Indeed with a clarinet and banjo! Their attire is notable: By '71 it would seem the sombreros were 86'd. Charlie's wearing that hat and those pants and Mel has the "BASS" hat from the '70 promo shot; but DeVito looks like he borrowed one of Doc Severinsen's sports jackets!
 
A little background on Curry Tjader. One of three brothers (vibist Cal and non-musical brother Rick), Curry studied piano in his youth and then took up drumming, doing gigs as both a leader and sideman in the San Francisco Bay area through the mid 60s, when he joined Wechter's group in 1965. Curry was born on October 23, 1933, the youngest of the three Tjader brothers--Callen was born in 1925, and Wallace "Rick" was born in 1931. Curry passed in 2001.

1621819825207.png
Curry, Rick and Cal Tjader, mid 1960s.
 
I don't know that Curry ever performed with Cal, although Cal did give a nod to Curry's employer on his album Tjader from 1971, his first album after returning to the Fantasy label after recording for Verve and Skye Records.

 
Curry did play drums with the BMB. When Frank DeVito moved up front to sing Winchester Cathedral, Curry moved over to sit in on drums.
 
It’s seems like forever since we’ve seen new Baja footage.
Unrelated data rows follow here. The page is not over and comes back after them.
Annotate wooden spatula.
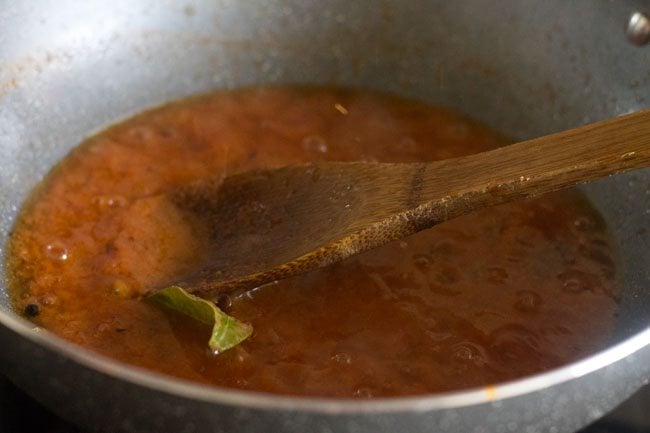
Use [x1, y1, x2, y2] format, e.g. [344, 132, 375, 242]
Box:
[157, 110, 650, 297]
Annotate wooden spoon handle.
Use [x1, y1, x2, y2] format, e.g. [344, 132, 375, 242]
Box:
[412, 110, 650, 223]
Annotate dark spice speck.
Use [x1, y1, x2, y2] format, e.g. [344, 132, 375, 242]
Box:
[24, 304, 41, 317]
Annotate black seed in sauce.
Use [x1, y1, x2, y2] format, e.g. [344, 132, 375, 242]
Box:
[24, 304, 41, 317]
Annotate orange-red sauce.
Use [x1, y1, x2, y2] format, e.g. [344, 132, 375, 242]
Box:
[8, 88, 618, 398]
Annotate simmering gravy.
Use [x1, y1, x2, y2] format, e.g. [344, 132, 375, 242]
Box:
[8, 87, 619, 398]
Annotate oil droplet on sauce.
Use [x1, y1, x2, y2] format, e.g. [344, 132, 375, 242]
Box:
[45, 241, 70, 262]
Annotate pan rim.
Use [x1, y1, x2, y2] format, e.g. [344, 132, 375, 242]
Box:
[0, 307, 650, 415]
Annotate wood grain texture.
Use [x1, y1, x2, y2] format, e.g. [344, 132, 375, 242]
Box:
[159, 110, 650, 297]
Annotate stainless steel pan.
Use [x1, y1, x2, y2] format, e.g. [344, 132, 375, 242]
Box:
[0, 0, 650, 433]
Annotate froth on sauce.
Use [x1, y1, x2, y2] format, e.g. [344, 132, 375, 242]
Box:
[7, 87, 619, 398]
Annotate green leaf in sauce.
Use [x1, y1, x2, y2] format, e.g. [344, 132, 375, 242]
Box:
[150, 286, 253, 354]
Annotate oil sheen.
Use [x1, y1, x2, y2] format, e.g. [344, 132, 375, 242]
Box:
[7, 87, 619, 399]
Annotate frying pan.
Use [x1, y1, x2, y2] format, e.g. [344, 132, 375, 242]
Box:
[0, 0, 650, 433]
Never saw that before. Wish something like that would pop up somewhere.
 
One of Anton and Lucy’s sons was also named Curry. He was Curry and Cal’s grandfather’s brother. So not only was Curry a “family name,” but it had been used before as a given name.

It would be interesting to know just how the family saw Curry’s name: from his father’s uncle, or from his father’s grandmother, or both. I imagine families differ. For example, my mother shared her given name with both her father’s sister and her grandmother’s sister (her father’s maternal aunt). Growing up we were always told “named after her father’s sister”...the aunt I found out about years later doing the family tree.